Weit über tausend Radfahrer und Fußgänger verunglückten im vorigen Jahr. Neun wurden getötet, 202 schwer verletzt.
Stadt und Polizei starteten gerade eine Kampagne für mehr Sicherheit im Straßenverkehr. Eine ganz eigene Sicht der Dinge hat der Bilker Umweltpsychologe Kai Lenßen, der sich bereits für die Lokale Agenda mit den Düsseldorfer Verkehrsproblemen auseinandergesetzt hat. Seine Kernthese: „Die Menschen sind auf den Straßen schlicht überfordert und gestresst.” Und diese „Reizüberflutung” erhöht die Unfallgefahr drastisch. „Unser Gehirn kann das alles nicht mehr so schnell verarbeiten.”
Deshalb ist Lenßen skeptisch, ob zusätzliche Warnsignale - wie akustische Gongs an Gleisquerungen - tatsächlich langfristig den gewünschten Erfolg bringen. Die Gefahr: „Wir können nicht noch mehr wahrnehmen. Wir blenden dann einfach etwas aus.”
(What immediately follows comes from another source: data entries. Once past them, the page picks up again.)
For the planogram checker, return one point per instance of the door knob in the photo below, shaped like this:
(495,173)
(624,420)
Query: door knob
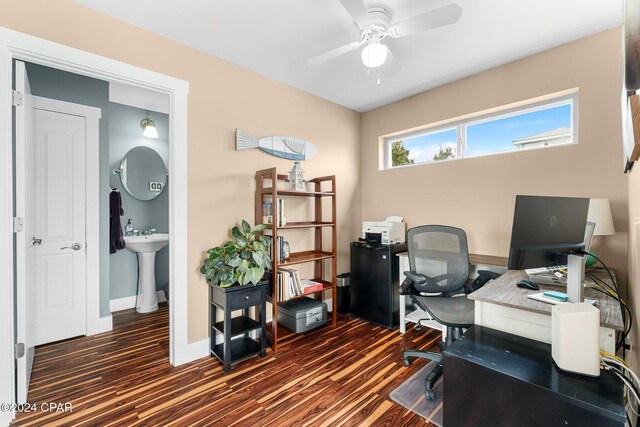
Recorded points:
(75,247)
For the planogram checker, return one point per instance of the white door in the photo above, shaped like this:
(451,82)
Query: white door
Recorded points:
(59,225)
(25,253)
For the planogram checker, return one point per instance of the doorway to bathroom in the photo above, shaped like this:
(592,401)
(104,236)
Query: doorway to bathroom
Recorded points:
(17,46)
(69,129)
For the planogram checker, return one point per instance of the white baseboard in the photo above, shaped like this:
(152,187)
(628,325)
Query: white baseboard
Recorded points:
(130,302)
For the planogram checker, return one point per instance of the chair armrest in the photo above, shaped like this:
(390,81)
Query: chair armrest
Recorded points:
(417,278)
(412,279)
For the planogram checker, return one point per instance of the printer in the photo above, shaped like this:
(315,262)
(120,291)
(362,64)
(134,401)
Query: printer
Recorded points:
(388,232)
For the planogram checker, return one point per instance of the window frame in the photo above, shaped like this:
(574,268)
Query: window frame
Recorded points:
(461,125)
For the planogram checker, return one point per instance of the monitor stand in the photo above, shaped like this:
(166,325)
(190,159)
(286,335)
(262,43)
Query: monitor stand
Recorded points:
(575,278)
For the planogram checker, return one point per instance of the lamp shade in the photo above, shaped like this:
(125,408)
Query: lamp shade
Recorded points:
(149,127)
(374,55)
(600,213)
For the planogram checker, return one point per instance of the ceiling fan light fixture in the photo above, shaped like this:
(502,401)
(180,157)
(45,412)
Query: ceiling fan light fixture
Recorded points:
(149,127)
(374,54)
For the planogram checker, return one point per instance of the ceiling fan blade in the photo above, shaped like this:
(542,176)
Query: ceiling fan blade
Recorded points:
(440,17)
(391,67)
(334,53)
(358,11)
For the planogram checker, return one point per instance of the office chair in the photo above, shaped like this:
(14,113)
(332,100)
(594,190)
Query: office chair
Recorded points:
(439,262)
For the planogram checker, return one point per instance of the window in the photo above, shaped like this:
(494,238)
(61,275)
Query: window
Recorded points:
(536,126)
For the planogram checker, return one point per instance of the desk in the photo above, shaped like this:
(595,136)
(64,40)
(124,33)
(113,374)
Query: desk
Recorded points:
(494,378)
(501,305)
(476,262)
Auf positive Sig nale reagieren Verkehrsteilnehmer aber durchaus. Beispiel: Mobile Geschwindigkeitsmesser am Straßenrand, die Autofahrer auf ihr Tempo hinweisen. Wer nicht zu schnell ist, wird mit einem Lächeln („Smiley”) auf der Anzeigetafel belohnt. lenßen: „Das sind Rückmeldungen, die sich bei Autofahrern einprägen.”
Der Umweltpsychologe plädiert für ein flächendeckendes Tempo 30 in Düsseldorf. Dann gebe es weniger Staus, weniger Unfälle. Für eine Senkung der Höchstgeschwindigkeit wird es keine politische Mehrheit geben. Das weiß er - und setzt auf Einsichten bei Verkehrsteilnehmern. Seine Vision: „Wenn jeder in der Woche auf fünf Autofahrten, egal ob kurze oder lange, verzichtet, dann haben wir keine Probleme mehr mit der Luftverschmutzung und dem Verkehr.”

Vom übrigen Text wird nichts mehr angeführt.